Ahval: Bir yılın sonunda ahvalimiz nicedir diye dönüp bakmak adettendir. Öyleyse şunu demek elverir, geçen yıldan iyicedir. Niyesi de bellidir, delilleri ortadadır. Gidişatın farkına varanlar biraz daha çoğalmıştır. Daha da çoğalacağımıza dair çok alametler belirmiştir.

Bilim: Bilim yaşına mı geldim nedir, öyle bir yaş var mıdır, varsa bana niye geç gelmiştir? Demokraside çare, bilimde yanıt tükenmez. İkisi bir araya geldiğinde ise, memleket cennet. Şiirin de bilim olduğunu ciddi ciddi düşünmeye başladım, belki öyle olduğunu herkes biliyordur ama ben yeni farkına vardım. Rica ederim, gülmeyin! Bilimin yaşı yoktur!

Cem: İnsan insanla cem olmaz yalnızca, harflerle, dizelerle, kuşlarla, bitkilerle, ağaçlar, yollar, yapraklar, bulutlar, maviler, şarkılar, turnalar, güneş, ay, sabahlar, nehirler, göller, sunalar, kediler, köpekler, otlar, çimenler, atlar, kuzularla kurulmayan cem, cem sayılmaz!

Çolpan: Alfabe icabı sözcük aramanın iyi yanlarından biri de bu. Unuttuğun, bilmediğin, az kullandığın pek çok sözcükle karşılaşıyorsun ve ilk kezmiş gibi seviniyorsun. Ay, yıldız, gezegen adları gibi. Çolpan, Zühre yıldızı, Çoban yıldızı, Venüs…Hepsi Çolpan. Ne mutlu geceye! “Göğe Bakma Durağı” da Çolpan için, Ülker için değil mi? Bakalım öyleyse!

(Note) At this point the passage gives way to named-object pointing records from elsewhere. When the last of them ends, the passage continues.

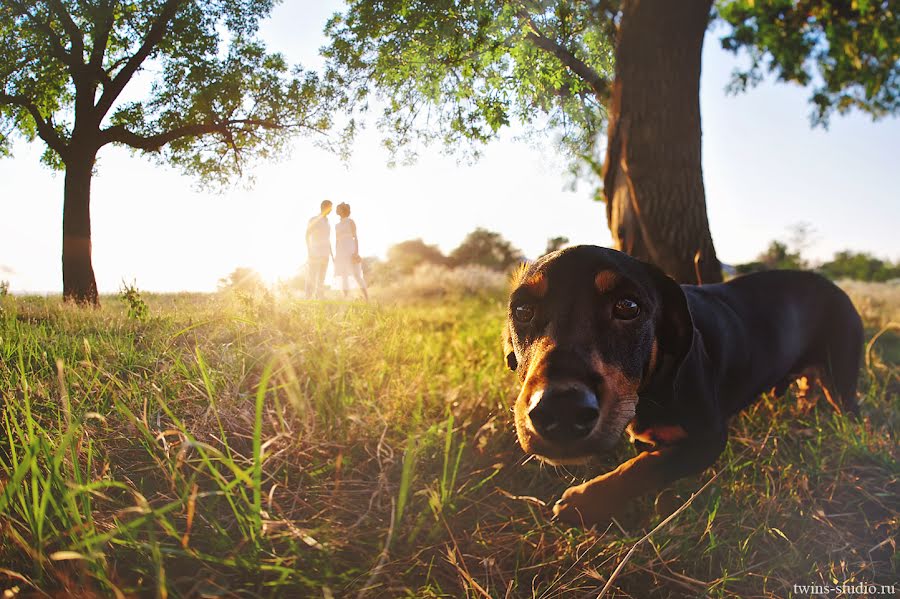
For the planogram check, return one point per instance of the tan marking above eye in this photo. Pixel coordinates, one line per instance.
(537, 284)
(605, 280)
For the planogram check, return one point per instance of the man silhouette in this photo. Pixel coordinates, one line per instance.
(318, 246)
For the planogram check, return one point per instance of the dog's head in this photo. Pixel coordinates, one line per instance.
(587, 329)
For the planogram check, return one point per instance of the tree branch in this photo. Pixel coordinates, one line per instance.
(153, 143)
(103, 24)
(44, 126)
(597, 83)
(75, 34)
(57, 48)
(153, 37)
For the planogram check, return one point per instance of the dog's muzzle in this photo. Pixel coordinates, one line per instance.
(561, 413)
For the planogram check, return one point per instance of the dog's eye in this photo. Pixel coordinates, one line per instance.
(523, 313)
(626, 309)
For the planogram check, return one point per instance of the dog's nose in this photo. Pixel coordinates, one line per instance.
(565, 414)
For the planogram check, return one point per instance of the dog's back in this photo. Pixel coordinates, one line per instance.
(765, 329)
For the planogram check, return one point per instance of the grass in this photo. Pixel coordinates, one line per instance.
(219, 446)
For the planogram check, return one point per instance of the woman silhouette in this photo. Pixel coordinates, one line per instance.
(347, 262)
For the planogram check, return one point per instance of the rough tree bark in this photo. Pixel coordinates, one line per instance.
(656, 206)
(79, 284)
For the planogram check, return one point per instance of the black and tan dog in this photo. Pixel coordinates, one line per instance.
(603, 342)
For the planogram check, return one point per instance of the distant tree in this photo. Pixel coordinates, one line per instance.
(73, 73)
(555, 243)
(486, 248)
(404, 257)
(242, 279)
(860, 266)
(776, 257)
(460, 70)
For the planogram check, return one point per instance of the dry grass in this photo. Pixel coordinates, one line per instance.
(268, 448)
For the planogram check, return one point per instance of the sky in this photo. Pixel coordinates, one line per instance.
(765, 170)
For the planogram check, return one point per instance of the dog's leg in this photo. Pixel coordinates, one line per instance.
(601, 498)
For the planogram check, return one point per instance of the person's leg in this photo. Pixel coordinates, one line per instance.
(321, 269)
(362, 283)
(311, 278)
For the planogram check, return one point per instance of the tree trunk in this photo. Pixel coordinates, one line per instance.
(79, 284)
(653, 179)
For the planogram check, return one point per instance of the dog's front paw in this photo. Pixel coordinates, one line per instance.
(582, 506)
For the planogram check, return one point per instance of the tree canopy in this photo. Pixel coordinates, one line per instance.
(848, 53)
(460, 70)
(200, 84)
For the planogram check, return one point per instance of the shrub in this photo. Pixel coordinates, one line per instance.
(430, 280)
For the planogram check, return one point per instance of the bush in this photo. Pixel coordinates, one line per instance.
(137, 306)
(430, 280)
(859, 266)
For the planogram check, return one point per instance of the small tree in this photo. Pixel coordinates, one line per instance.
(242, 279)
(486, 248)
(860, 266)
(556, 243)
(405, 256)
(215, 98)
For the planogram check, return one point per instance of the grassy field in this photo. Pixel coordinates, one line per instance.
(248, 446)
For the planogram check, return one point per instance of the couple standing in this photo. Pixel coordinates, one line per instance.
(347, 262)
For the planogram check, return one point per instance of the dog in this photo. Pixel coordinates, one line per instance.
(603, 343)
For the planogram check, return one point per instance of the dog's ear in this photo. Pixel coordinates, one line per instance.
(675, 326)
(511, 362)
(687, 377)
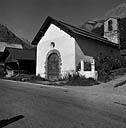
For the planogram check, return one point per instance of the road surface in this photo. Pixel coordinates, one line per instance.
(24, 105)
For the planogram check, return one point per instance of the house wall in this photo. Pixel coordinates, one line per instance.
(112, 35)
(63, 43)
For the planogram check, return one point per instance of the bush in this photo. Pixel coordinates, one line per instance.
(104, 66)
(76, 80)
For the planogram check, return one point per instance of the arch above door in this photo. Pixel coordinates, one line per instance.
(53, 65)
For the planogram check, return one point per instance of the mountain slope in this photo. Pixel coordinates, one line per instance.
(10, 38)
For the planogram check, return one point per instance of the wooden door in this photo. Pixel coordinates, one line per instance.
(53, 67)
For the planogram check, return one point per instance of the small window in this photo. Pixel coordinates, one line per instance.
(110, 28)
(52, 45)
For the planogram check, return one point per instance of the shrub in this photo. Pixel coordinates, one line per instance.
(104, 66)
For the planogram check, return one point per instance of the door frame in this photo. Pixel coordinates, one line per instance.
(46, 62)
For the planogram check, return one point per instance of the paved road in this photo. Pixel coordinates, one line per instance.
(24, 105)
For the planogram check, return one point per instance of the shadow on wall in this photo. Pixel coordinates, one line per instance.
(6, 122)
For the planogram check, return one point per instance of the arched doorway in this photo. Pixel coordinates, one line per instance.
(53, 70)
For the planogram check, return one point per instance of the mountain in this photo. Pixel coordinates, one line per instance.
(96, 25)
(10, 38)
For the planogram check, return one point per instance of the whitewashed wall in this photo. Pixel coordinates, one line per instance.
(64, 43)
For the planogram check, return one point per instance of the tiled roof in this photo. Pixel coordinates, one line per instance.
(68, 29)
(19, 54)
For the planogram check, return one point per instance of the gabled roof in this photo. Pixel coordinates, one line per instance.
(18, 54)
(71, 30)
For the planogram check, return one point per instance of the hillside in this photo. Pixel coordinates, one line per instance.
(10, 38)
(96, 25)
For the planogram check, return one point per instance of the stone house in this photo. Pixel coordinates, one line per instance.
(61, 47)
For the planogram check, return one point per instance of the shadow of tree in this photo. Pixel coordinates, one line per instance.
(5, 122)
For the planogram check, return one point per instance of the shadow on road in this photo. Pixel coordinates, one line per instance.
(5, 122)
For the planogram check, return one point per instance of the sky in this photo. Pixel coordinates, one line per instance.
(25, 17)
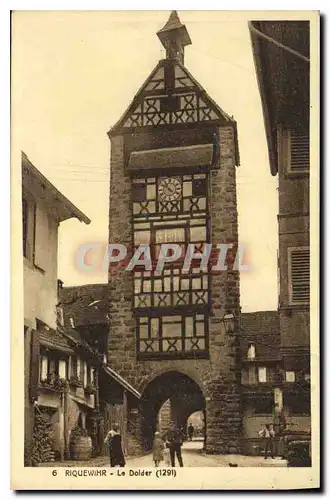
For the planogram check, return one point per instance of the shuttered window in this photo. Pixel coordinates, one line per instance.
(298, 152)
(299, 281)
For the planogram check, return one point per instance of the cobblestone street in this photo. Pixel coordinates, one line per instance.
(192, 457)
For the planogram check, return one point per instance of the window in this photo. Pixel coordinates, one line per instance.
(53, 366)
(297, 404)
(290, 376)
(251, 354)
(262, 374)
(299, 281)
(264, 405)
(298, 151)
(74, 366)
(28, 222)
(172, 334)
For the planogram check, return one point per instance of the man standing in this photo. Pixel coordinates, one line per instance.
(174, 441)
(190, 431)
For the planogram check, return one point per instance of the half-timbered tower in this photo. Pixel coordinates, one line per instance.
(173, 158)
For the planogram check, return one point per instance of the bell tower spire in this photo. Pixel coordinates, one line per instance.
(174, 37)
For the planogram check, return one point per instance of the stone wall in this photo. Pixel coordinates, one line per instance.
(217, 376)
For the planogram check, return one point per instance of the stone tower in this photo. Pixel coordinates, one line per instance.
(174, 154)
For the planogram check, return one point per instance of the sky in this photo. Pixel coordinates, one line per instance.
(73, 75)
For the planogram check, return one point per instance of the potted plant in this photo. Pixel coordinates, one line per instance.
(80, 444)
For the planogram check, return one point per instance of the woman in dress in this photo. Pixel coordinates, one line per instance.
(158, 449)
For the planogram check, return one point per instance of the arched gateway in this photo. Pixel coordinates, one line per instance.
(171, 396)
(173, 159)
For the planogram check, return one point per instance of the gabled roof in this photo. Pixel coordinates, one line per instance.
(36, 183)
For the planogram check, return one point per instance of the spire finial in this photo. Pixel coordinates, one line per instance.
(174, 37)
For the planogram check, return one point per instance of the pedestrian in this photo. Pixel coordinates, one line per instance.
(158, 449)
(190, 431)
(268, 434)
(113, 440)
(174, 440)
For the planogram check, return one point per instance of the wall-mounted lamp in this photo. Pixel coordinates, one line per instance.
(230, 323)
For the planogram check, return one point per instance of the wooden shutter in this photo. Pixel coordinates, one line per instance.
(299, 152)
(299, 275)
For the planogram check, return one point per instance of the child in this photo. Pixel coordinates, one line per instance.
(158, 449)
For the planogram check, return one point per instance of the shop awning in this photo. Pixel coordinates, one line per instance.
(121, 381)
(180, 157)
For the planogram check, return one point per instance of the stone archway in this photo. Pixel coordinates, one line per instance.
(180, 393)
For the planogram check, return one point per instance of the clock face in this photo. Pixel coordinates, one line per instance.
(169, 189)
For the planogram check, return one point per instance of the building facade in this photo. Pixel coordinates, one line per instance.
(281, 54)
(174, 155)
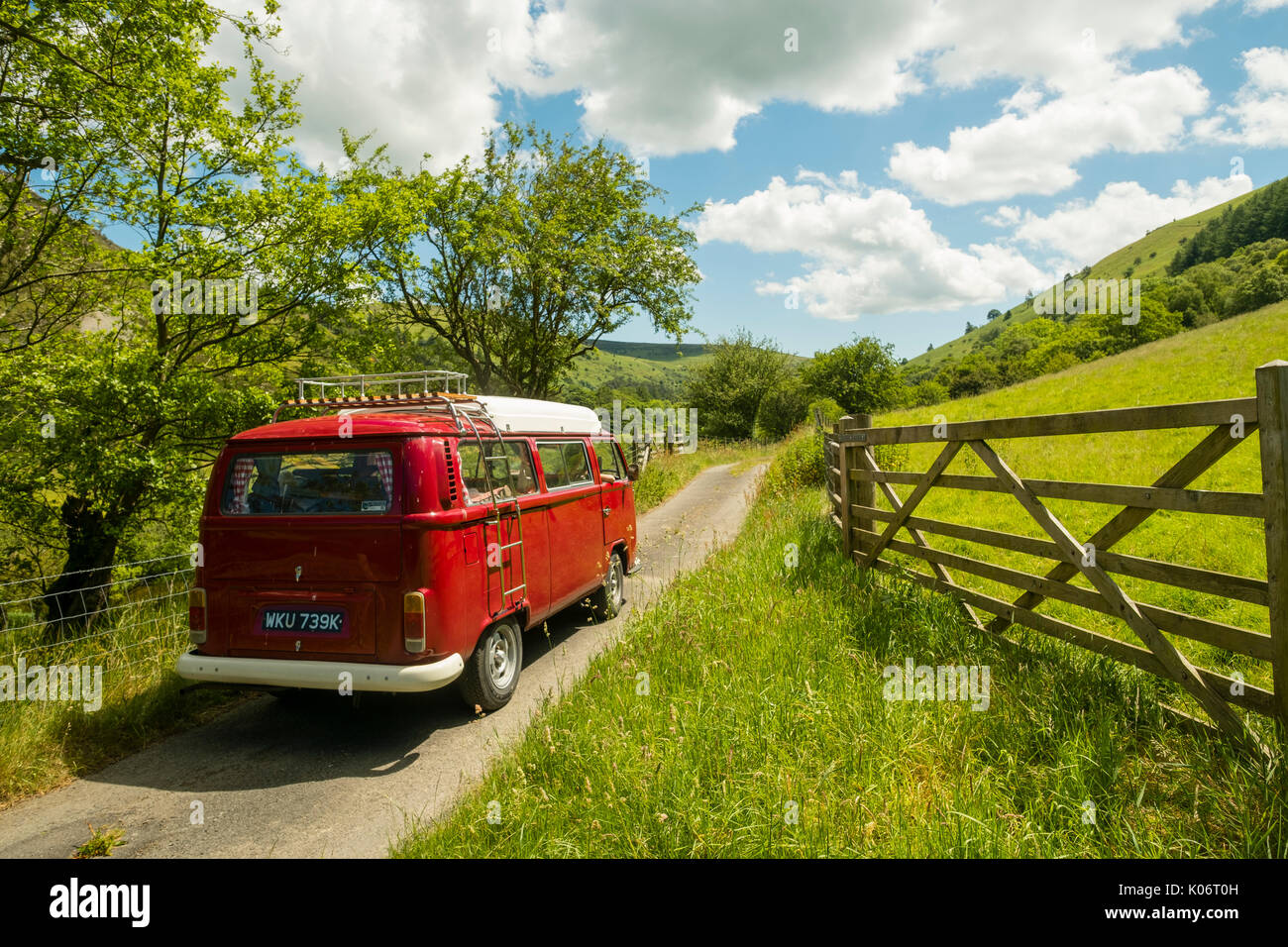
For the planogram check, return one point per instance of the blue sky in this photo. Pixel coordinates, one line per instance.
(905, 169)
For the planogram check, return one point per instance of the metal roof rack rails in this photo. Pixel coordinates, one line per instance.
(433, 388)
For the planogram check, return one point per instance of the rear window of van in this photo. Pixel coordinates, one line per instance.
(309, 482)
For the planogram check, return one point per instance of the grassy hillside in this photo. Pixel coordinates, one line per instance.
(1216, 361)
(660, 368)
(655, 351)
(1154, 252)
(656, 368)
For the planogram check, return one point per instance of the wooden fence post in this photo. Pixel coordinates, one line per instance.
(842, 464)
(866, 491)
(1273, 423)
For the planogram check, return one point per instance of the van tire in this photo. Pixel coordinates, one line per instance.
(490, 674)
(606, 600)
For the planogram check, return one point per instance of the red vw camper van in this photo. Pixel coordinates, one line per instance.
(404, 539)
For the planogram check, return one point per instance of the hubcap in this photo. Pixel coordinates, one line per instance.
(502, 650)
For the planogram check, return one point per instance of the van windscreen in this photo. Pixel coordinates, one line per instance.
(313, 482)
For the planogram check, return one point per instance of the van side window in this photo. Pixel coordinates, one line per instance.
(553, 466)
(576, 463)
(605, 451)
(510, 470)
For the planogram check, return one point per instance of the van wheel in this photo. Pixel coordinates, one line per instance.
(490, 676)
(608, 599)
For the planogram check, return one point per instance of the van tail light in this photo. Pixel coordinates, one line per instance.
(413, 622)
(197, 616)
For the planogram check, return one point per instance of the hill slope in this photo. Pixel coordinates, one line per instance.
(1141, 258)
(1216, 361)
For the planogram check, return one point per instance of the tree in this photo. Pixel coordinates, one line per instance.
(533, 253)
(861, 375)
(119, 423)
(782, 407)
(76, 82)
(726, 389)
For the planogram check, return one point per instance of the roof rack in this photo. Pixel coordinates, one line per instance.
(397, 389)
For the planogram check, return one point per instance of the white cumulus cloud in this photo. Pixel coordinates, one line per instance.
(1258, 115)
(1033, 150)
(867, 250)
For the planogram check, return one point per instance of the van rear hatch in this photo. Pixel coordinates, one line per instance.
(304, 540)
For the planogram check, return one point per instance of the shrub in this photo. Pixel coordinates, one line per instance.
(831, 411)
(799, 464)
(782, 407)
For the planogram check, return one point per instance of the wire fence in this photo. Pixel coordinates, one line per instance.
(112, 617)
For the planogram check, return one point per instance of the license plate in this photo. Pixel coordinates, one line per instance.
(301, 620)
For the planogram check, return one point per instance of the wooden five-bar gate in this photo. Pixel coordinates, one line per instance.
(870, 532)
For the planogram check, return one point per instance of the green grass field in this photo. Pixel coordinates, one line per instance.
(48, 742)
(1216, 361)
(1154, 249)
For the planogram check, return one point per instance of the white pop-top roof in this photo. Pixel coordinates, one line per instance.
(529, 414)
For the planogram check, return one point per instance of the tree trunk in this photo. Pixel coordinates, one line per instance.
(78, 594)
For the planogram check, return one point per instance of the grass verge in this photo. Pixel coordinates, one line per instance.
(47, 741)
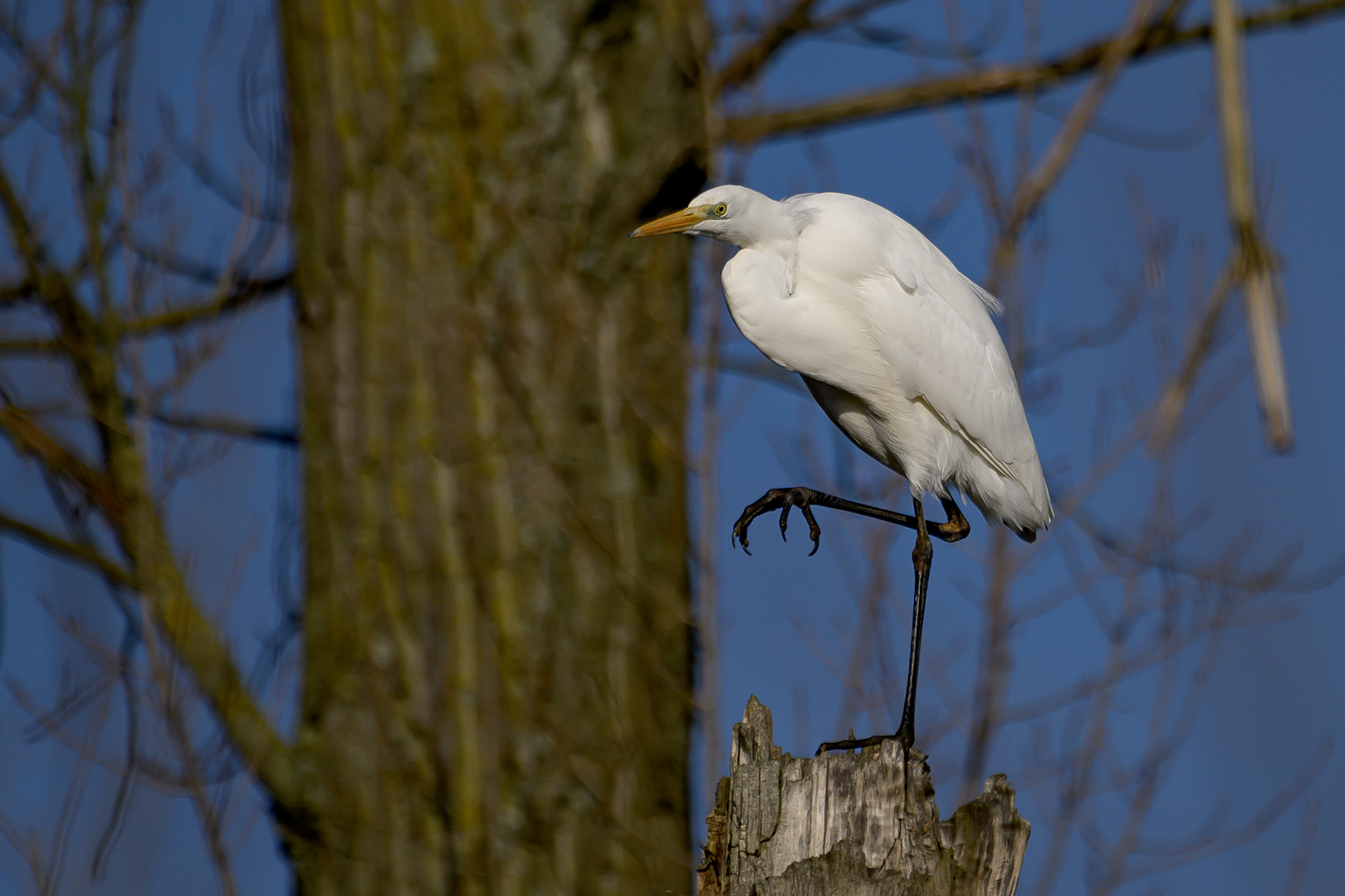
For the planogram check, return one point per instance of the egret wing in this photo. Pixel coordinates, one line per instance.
(945, 350)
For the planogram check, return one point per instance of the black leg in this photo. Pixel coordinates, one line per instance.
(782, 499)
(922, 559)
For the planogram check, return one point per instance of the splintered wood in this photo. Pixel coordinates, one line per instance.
(854, 825)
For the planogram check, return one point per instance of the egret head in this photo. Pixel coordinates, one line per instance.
(733, 214)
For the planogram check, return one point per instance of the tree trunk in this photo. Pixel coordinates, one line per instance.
(496, 679)
(853, 825)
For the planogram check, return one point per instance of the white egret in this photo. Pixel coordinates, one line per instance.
(898, 349)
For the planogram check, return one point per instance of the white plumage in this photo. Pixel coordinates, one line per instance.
(893, 342)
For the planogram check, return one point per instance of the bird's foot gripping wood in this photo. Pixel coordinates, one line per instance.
(805, 499)
(906, 737)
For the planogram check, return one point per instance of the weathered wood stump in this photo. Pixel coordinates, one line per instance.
(853, 825)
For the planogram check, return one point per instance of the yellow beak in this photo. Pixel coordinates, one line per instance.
(676, 223)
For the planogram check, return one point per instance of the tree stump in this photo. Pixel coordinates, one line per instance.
(853, 825)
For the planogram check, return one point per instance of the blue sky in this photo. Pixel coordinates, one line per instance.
(1277, 690)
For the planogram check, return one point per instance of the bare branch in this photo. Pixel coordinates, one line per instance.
(227, 427)
(750, 60)
(1256, 264)
(1000, 81)
(32, 440)
(238, 297)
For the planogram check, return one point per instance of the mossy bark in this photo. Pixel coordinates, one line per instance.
(496, 669)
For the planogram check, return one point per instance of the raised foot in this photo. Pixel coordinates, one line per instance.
(779, 499)
(904, 737)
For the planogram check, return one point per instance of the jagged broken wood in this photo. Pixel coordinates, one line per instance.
(853, 824)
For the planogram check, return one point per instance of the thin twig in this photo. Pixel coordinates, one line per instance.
(997, 81)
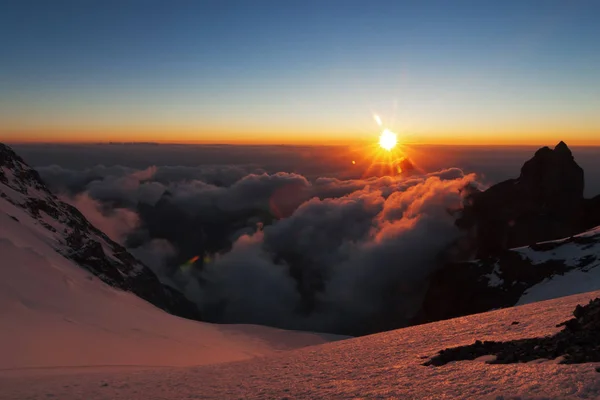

Divane: Ne güzel sözcüktür divane. Deli divane diye de kullanılır, divane aşık diye de. Divane Kuşununsa yeri mitolojidir. Divane, tutkun olandır, çılgındır, kalbi aklından fazladır, öndedir. Düşkün değildir, çoklarından iyi olduğu, varını yoğunu cömertçe sunduğu için gülünüp geçilse de, “gam çekme haline divane gönlüm” diye üzerine türkü yakılmıştır.

Edep: “Edep ya hu” demesi güzeldir, ama aynaya bakarak! Önce aynaya bakacaksın, sonra kalbine, yani “eline, beline, diline” denildiğini unutmadan, kendini tartacaksın. Bakalım fazla gelen ne var? Sonra da azarlar gibi değil, sanki hat yazısı yazar gibi incelikle ‘edep’ diyeceksin ya hu, edep!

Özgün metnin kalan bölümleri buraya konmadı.